# Licking Fur off Front Legs -- possible allergy?



## S2Steeda (Oct 30, 2005)

I got a 3 year old female 'typical tabby' cat here and I noticed in the past weeks that she's been licking and biting her front legs, one more then the other to the point that she's licked off all the fur in one spot. I looked at the skin in the spot where she licked the fur off and it seems fine.

This cat NEVER goes outside, and lives is a very very clean environment (household). I've also noticed in the past couple days that she's 'pooped' once on the hardwood floor in the kitchen and once outside of the litterbox (just beside it).
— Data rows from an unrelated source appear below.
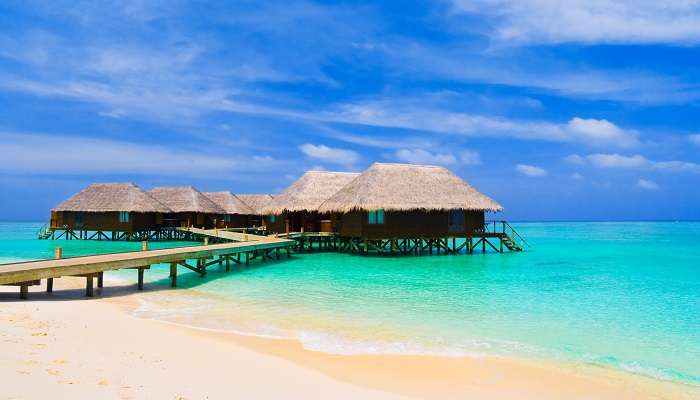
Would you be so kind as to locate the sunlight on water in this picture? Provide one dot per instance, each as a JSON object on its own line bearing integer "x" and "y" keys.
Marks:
{"x": 625, "y": 295}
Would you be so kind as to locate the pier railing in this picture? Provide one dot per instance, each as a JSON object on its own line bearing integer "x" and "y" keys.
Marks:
{"x": 505, "y": 228}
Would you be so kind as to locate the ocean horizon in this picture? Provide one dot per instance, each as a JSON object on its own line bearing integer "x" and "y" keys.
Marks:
{"x": 610, "y": 293}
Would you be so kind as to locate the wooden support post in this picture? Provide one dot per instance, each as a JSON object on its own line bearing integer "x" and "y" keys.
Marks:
{"x": 173, "y": 274}
{"x": 140, "y": 283}
{"x": 202, "y": 266}
{"x": 24, "y": 291}
{"x": 57, "y": 253}
{"x": 88, "y": 285}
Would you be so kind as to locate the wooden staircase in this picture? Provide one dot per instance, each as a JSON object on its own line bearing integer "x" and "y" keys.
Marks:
{"x": 510, "y": 243}
{"x": 44, "y": 232}
{"x": 509, "y": 237}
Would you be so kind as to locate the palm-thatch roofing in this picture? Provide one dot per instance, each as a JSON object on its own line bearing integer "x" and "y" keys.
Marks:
{"x": 112, "y": 197}
{"x": 309, "y": 191}
{"x": 256, "y": 201}
{"x": 185, "y": 199}
{"x": 404, "y": 187}
{"x": 230, "y": 203}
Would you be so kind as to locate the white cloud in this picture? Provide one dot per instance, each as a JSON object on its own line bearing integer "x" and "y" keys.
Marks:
{"x": 677, "y": 166}
{"x": 695, "y": 139}
{"x": 647, "y": 184}
{"x": 330, "y": 154}
{"x": 537, "y": 73}
{"x": 422, "y": 156}
{"x": 417, "y": 115}
{"x": 575, "y": 159}
{"x": 36, "y": 154}
{"x": 589, "y": 21}
{"x": 614, "y": 160}
{"x": 469, "y": 157}
{"x": 530, "y": 170}
{"x": 601, "y": 132}
{"x": 617, "y": 161}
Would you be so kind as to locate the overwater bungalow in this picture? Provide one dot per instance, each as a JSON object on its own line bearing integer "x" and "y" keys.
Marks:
{"x": 296, "y": 209}
{"x": 107, "y": 211}
{"x": 237, "y": 212}
{"x": 257, "y": 202}
{"x": 389, "y": 202}
{"x": 189, "y": 207}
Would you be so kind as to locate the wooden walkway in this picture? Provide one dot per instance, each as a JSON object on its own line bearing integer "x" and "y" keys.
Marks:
{"x": 25, "y": 274}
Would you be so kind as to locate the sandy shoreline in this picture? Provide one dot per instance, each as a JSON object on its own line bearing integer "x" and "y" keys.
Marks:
{"x": 65, "y": 346}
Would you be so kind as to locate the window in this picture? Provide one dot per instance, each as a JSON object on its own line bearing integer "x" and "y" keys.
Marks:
{"x": 375, "y": 217}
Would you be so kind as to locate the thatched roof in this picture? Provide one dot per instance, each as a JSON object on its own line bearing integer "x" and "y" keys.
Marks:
{"x": 256, "y": 201}
{"x": 230, "y": 203}
{"x": 402, "y": 187}
{"x": 309, "y": 191}
{"x": 185, "y": 199}
{"x": 112, "y": 197}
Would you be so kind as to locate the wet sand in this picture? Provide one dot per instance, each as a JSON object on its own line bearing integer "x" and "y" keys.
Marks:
{"x": 65, "y": 346}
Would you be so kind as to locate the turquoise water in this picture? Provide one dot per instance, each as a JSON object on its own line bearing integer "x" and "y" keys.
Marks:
{"x": 623, "y": 295}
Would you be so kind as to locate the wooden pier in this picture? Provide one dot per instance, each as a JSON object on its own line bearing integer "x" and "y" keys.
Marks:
{"x": 26, "y": 274}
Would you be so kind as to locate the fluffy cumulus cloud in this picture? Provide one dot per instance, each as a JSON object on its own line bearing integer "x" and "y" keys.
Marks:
{"x": 421, "y": 156}
{"x": 35, "y": 154}
{"x": 647, "y": 184}
{"x": 589, "y": 21}
{"x": 637, "y": 161}
{"x": 530, "y": 170}
{"x": 330, "y": 154}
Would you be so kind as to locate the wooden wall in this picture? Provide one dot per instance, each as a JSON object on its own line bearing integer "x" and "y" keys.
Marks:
{"x": 235, "y": 221}
{"x": 105, "y": 221}
{"x": 407, "y": 224}
{"x": 310, "y": 221}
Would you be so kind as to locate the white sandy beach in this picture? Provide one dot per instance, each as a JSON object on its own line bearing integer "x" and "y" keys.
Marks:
{"x": 66, "y": 346}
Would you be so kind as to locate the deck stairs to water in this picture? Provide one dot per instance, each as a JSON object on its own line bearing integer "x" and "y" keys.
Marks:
{"x": 510, "y": 243}
{"x": 508, "y": 235}
{"x": 44, "y": 232}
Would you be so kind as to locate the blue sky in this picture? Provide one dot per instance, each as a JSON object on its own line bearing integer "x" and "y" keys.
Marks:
{"x": 559, "y": 110}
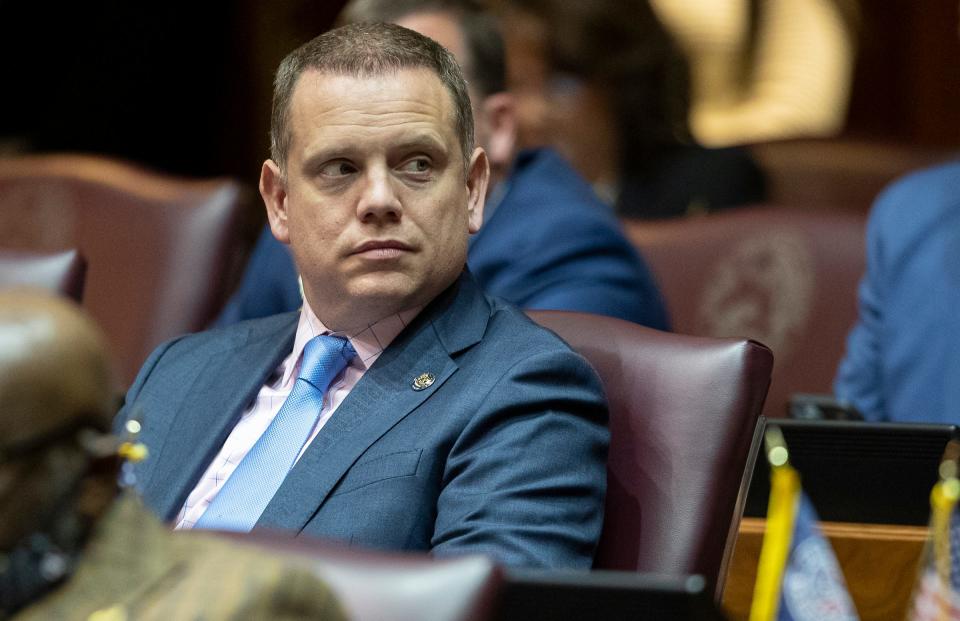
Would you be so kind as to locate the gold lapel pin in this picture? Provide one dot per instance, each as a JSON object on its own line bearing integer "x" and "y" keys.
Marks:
{"x": 424, "y": 380}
The 'poop' looks normal, no blood or anything out of the ordinary, just a little softer then usual.

I am taking her to the vet this coming week but just wondering if anyone else has experienced this and could give me some insight into what is happenning with her.

Thanks and I really appreciate any responses.


----------



## S2Steeda (Oct 30, 2005)

Anyone?!?

I noticed that she has some small fur licked spots on her back legs also.


----------



## Lisa 216 (Oct 25, 2004)

Hang in there -- the forum picks up in the evening. I'm sure someone will jump in!
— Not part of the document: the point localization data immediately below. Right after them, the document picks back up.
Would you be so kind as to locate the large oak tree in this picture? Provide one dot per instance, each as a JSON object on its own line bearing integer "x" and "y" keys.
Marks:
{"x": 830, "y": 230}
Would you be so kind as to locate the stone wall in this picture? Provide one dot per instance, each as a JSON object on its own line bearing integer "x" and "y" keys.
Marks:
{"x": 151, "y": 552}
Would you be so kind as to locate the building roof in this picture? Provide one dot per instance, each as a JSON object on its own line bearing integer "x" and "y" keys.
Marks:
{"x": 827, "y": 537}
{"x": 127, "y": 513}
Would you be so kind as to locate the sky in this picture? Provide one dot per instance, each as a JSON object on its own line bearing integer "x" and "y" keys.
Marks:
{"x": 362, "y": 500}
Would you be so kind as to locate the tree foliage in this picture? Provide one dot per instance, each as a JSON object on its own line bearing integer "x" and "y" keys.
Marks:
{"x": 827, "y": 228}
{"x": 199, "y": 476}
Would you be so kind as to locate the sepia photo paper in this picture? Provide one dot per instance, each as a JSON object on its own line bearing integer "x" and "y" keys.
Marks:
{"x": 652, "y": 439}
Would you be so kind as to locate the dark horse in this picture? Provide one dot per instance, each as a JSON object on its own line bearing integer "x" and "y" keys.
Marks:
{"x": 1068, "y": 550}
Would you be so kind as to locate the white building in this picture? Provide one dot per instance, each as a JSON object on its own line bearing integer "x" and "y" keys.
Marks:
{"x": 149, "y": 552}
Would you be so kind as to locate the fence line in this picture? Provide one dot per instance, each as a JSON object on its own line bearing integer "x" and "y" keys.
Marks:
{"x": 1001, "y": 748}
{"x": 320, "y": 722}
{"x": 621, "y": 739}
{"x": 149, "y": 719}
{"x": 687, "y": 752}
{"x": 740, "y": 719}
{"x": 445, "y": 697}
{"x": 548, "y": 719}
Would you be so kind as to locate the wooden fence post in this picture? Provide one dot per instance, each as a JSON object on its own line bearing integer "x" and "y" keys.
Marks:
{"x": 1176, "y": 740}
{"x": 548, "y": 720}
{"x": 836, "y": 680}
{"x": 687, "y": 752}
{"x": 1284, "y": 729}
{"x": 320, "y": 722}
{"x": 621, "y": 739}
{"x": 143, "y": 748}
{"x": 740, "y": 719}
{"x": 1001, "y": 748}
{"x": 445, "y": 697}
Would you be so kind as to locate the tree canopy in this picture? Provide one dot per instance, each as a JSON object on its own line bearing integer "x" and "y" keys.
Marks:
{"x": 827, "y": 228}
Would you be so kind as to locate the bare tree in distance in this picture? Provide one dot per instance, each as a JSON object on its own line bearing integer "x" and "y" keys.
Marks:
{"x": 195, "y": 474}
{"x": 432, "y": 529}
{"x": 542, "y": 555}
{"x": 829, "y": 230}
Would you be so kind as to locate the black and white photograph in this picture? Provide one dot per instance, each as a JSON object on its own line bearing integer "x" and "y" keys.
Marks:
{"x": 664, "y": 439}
Also, try doing a search of the forum. There have been many posts on cats who lick themselves to the point of bald spots. There is a search function at the top of the page.

Welcome to the forum, and good luck with your cat. I hope everything works out for you. :wink:


----------



## S2Steeda (Oct 30, 2005)

Yes for sure, just some more background information on this......

I did recently (within the past two weeks) change their soft food from a chicken with gravy to a turkey and giblets type. I have three cats and they all 'share' ONE can of 'Fancy Feast' each morning. The rest of the time there is a bowl of hard food out, the Nutrients brand, I think that's how it's spelled. All my cats have been on that hard food ever since I've had them so basically their whole lives.

The reason I switched the food is because the one with the bald spots (not at the time) was having runny 'poop' and I figured I'd switch the food to if that was causing it. She normally didn't eat much more then a couple tablespoons of it, if that. She only eats the new stuff once in a while, not everyday but always has her hard food.

-----------------------------------------

I'm thinking it might be her diet, I've since purchased the soft food she is used to and will see if that makes a difference in the next week or so. Regardless I'm going to take her to the vet to make sure this Friday but I've got a hunch I'm just going to be throwing money away for that since I can almost predict the vet will tell me it's the food, or stress. I love my cats so money isn't a big deal. I'm worried about her.


----------



## Lisa 216 (Oct 25, 2004)

Hmm, so you've got a couple of things going on with her then.

I am not familiar with that brand of hard food you mentioned. I wonder if your cat might be allergic to something in the food, although you say that her skin looks clear. Sometimes grain in the food can cause problems.

Since you think this is likely diet-related, I am going to move your post to the Health and Nutrition forum. There are many members who visit there often who have knowledge of dietary issues.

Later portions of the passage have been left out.